The Iran Society, founded in 1935
During the Constitutional Revolution (1905-1911), Iran’s first revolution, both men and women took to the streets to voice their dissatisfaction with the existing autocratic regime. These protests and the connected revolutionary movement critically impacted the making of modern Iran as a nation state. Photography, which had become available and affordable to the general public for the first time through photographic picture postcards, played a crucial role in this process. Political news was circulated on these photographic picture postcards, complementing lithographed, illustrated newspapers and telegrams, while also playing a role in aesthetic and artistic changes, which led to a new kind of revolutionary portraiture. In this talk I will analyse the role of revolutionary portraiture by focusing on the role photography played in making the revolutionary heroes Sattar Khan and Baqer Khan into nation-wide known and recognizable celebrities. I will then examine how the role of revolutionary portraiture changed at the turn of the century from first providing an authentic document of political struggle to, in later years, the production of photographic souvenirs, a hollow imitation of the first.

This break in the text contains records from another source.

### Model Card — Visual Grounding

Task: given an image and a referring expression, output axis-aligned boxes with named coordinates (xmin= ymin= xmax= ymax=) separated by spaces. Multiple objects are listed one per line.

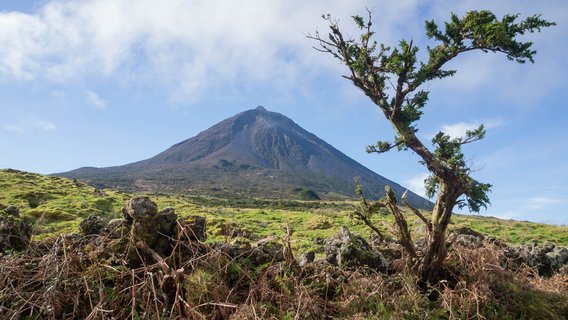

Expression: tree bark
xmin=418 ymin=180 xmax=461 ymax=289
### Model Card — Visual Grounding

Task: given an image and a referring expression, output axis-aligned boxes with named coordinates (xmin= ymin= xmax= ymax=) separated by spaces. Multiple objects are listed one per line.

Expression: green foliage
xmin=308 ymin=10 xmax=555 ymax=218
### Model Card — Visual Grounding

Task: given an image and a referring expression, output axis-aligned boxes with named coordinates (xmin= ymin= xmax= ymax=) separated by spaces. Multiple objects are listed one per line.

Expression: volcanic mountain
xmin=56 ymin=107 xmax=431 ymax=208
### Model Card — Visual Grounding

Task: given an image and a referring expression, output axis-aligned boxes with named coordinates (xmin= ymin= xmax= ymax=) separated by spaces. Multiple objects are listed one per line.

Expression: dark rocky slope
xmin=57 ymin=107 xmax=431 ymax=208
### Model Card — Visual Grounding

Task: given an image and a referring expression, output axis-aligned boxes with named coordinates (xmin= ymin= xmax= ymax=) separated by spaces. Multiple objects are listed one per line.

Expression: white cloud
xmin=85 ymin=90 xmax=106 ymax=109
xmin=405 ymin=173 xmax=429 ymax=197
xmin=3 ymin=119 xmax=57 ymax=133
xmin=527 ymin=196 xmax=566 ymax=210
xmin=0 ymin=0 xmax=426 ymax=99
xmin=0 ymin=0 xmax=567 ymax=104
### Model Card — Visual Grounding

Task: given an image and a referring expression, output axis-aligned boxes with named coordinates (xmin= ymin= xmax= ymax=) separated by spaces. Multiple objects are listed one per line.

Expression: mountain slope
xmin=58 ymin=107 xmax=431 ymax=208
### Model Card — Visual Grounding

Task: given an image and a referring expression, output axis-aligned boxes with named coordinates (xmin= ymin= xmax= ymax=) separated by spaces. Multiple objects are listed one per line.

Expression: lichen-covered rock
xmin=129 ymin=206 xmax=177 ymax=256
xmin=324 ymin=226 xmax=388 ymax=271
xmin=4 ymin=205 xmax=20 ymax=217
xmin=211 ymin=239 xmax=252 ymax=259
xmin=104 ymin=219 xmax=130 ymax=238
xmin=0 ymin=206 xmax=32 ymax=253
xmin=249 ymin=237 xmax=284 ymax=264
xmin=122 ymin=197 xmax=158 ymax=220
xmin=502 ymin=242 xmax=568 ymax=276
xmin=300 ymin=251 xmax=316 ymax=267
xmin=79 ymin=214 xmax=106 ymax=236
xmin=183 ymin=216 xmax=207 ymax=242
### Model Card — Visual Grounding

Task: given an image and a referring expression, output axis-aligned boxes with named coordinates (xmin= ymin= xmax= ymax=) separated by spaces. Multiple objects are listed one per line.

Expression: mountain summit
xmin=57 ymin=106 xmax=431 ymax=208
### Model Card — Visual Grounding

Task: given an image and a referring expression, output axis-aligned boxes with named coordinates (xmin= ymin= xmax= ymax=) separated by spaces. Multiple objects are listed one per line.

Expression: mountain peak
xmin=60 ymin=106 xmax=430 ymax=208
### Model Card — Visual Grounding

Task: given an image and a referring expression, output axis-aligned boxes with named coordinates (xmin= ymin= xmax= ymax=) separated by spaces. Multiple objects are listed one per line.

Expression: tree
xmin=307 ymin=10 xmax=555 ymax=288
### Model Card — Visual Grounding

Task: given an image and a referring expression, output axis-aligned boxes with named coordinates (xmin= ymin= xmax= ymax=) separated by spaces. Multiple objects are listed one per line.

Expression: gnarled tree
xmin=308 ymin=11 xmax=554 ymax=287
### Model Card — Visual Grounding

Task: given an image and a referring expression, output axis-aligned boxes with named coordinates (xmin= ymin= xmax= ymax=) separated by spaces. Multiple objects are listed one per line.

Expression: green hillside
xmin=0 ymin=169 xmax=568 ymax=249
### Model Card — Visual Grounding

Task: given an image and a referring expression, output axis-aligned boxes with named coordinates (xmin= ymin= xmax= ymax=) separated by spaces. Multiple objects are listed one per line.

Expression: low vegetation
xmin=0 ymin=170 xmax=568 ymax=319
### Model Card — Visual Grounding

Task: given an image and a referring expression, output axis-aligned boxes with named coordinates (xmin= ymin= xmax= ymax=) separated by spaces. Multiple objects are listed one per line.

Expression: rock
xmin=455 ymin=234 xmax=483 ymax=249
xmin=131 ymin=206 xmax=177 ymax=256
xmin=300 ymin=251 xmax=316 ymax=267
xmin=213 ymin=221 xmax=256 ymax=240
xmin=93 ymin=188 xmax=107 ymax=197
xmin=453 ymin=226 xmax=485 ymax=240
xmin=79 ymin=214 xmax=106 ymax=236
xmin=0 ymin=206 xmax=32 ymax=253
xmin=249 ymin=237 xmax=284 ymax=265
xmin=184 ymin=216 xmax=207 ymax=242
xmin=122 ymin=197 xmax=158 ymax=221
xmin=324 ymin=226 xmax=388 ymax=272
xmin=4 ymin=205 xmax=20 ymax=217
xmin=104 ymin=219 xmax=129 ymax=238
xmin=502 ymin=242 xmax=568 ymax=276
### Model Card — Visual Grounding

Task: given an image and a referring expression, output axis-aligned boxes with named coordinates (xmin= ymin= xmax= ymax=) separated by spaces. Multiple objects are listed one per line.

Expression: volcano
xmin=56 ymin=107 xmax=431 ymax=208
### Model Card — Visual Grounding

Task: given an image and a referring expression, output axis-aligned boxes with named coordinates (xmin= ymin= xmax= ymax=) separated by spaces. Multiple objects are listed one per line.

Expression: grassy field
xmin=0 ymin=170 xmax=568 ymax=246
xmin=0 ymin=170 xmax=568 ymax=319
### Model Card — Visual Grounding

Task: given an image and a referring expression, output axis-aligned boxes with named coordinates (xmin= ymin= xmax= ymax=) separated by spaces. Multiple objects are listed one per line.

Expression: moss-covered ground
xmin=0 ymin=170 xmax=568 ymax=251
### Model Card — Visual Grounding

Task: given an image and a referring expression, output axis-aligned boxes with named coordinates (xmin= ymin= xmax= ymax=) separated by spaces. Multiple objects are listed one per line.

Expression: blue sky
xmin=0 ymin=0 xmax=568 ymax=224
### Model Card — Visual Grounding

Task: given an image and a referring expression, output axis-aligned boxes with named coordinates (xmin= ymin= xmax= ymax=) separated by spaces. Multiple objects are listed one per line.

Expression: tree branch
xmin=401 ymin=190 xmax=432 ymax=233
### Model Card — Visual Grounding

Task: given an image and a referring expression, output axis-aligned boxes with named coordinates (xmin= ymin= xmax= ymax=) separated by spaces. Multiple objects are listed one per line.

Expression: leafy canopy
xmin=308 ymin=10 xmax=555 ymax=212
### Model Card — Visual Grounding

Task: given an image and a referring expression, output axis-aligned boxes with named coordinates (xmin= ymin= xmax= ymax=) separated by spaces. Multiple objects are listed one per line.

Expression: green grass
xmin=0 ymin=170 xmax=568 ymax=246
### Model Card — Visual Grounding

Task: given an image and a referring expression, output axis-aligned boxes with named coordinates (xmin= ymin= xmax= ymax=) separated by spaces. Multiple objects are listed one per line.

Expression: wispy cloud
xmin=85 ymin=90 xmax=106 ymax=109
xmin=3 ymin=119 xmax=57 ymax=133
xmin=405 ymin=173 xmax=429 ymax=197
xmin=527 ymin=196 xmax=566 ymax=210
xmin=0 ymin=0 xmax=434 ymax=99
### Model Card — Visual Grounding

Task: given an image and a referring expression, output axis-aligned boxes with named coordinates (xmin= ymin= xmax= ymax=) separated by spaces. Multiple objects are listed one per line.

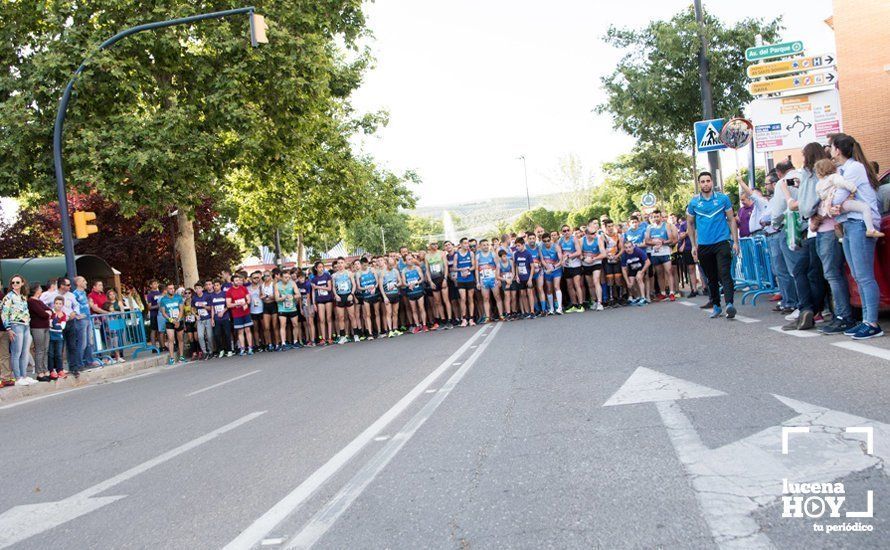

Mira Xenia Schwerda (PhD, 2020, Harvard University) is a historian of modern and contemporary Middle Eastern art, specifically print and photography. As a Getty/ACLS postdoctoral fellow in the history of art, she is currently at work on her book manuscript-in-progress, tentatively titled “Between Art and Propaganda: Photographing Revolution in Modern Iran (1905–1911).” Cross-cultural contact and translation play a key role in her work, she is the co-editor of the journal “Art in Translation” and has published her academic work in both English and Persian. Dr. Schwerda has worked at the Harvard Art Museums, where she curated the photography section of the exhibition “Technologies of the Image: Art in 19th-Century Iran” and is the co-founder of the “Virtual Islamic Art History Seminar Series.” She has taught courses in the history of photography, Islamic art history, and South Asian art history in the Department of Art History at the University of Edinburgh. She is a founding member and the managing director of “Khamseen: Islamic Art History Online.”
The lecture is for members and their guests and will be held at the Army & Navy Club, in the Drawing Room, preceded by the Annual General Meeting.
Those wishing to attend will be required to register beforehand, as space is limited.